Ischemic stroke and coronary artery disease share similar pathophysiology,33 and patients with a history of myocardial infarction or PCI have a higher risk of stroke during the follow-up period.34 In this study, the risk of stroke was significantly greater only when PCI was performed within 1–3 years of surgery. It is hypothesized that during the first post-operative year, the probability of stroke could decrease due to DAPT therapy after PCI. In addition, the number of occurrences of stroke were too small to accept these results as clinically meaningful findings.

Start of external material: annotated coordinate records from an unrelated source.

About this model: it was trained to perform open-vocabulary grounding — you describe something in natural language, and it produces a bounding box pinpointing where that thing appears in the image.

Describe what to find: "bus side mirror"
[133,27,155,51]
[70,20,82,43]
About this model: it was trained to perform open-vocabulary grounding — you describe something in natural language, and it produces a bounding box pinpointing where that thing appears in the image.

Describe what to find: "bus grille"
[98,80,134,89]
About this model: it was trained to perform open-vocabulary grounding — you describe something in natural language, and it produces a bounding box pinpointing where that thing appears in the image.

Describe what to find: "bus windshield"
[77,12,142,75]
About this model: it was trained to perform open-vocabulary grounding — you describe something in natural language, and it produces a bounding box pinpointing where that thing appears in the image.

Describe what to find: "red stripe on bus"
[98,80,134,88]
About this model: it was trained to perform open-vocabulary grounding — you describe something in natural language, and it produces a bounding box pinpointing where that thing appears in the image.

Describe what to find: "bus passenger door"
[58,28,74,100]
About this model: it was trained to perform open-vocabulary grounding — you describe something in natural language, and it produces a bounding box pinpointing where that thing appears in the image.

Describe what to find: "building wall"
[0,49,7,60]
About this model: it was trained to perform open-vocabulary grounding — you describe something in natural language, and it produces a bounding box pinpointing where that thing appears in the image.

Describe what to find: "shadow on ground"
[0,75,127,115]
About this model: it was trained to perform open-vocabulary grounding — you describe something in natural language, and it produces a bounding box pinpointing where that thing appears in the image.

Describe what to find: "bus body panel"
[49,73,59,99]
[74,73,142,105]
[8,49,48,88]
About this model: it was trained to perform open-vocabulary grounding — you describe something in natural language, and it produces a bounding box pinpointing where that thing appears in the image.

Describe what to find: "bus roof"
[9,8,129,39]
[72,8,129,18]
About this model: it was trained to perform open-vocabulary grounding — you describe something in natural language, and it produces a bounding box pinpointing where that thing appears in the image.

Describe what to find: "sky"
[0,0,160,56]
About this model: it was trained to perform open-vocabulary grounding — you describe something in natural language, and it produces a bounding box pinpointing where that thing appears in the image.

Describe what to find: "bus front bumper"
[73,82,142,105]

We can draw clinical implications from this study. Among the patients who had a history of PCI, patients who survive one year after surgery may become confident and tend to neglect long-term care. However, the risk of death increases one year after surgery, and patients require more careful cardiovascular risk management. Furthermore, careful management should begin within a year of receiving PCI treatment, and continue even if it has been more than three years.

There are several limitations to our study. First, as a retrospective analysis of administrative data, our study lacked detailed clinical information, such as cancer stage, pulmonary function test results, the cause of death (ie, cardiac or other), and the number of involved coronary arteries and degree of stenosis. Second, we did not determine whether patients received bare metal or drug-eluting stents, which could have affected the results. Third, we did not have data on whether or when patients had stopped aspirin or DAPT during the perioperative period.

In conclusion, patients who underwent PCI before surgery for lung cancer were at both a short- and long-term higher risk of revascularization. The risk was higher, particularly when the time interval between PCI and lung cancer surgery was less than one year. Moreover, the risk of revascularization and death remained higher than in the non-PCI group at one year after surgery. More careful long-term and perioperative management of cardiovascular risk is necessary for this population.

Disclosure

The authors declare that there are no conflicts of interest.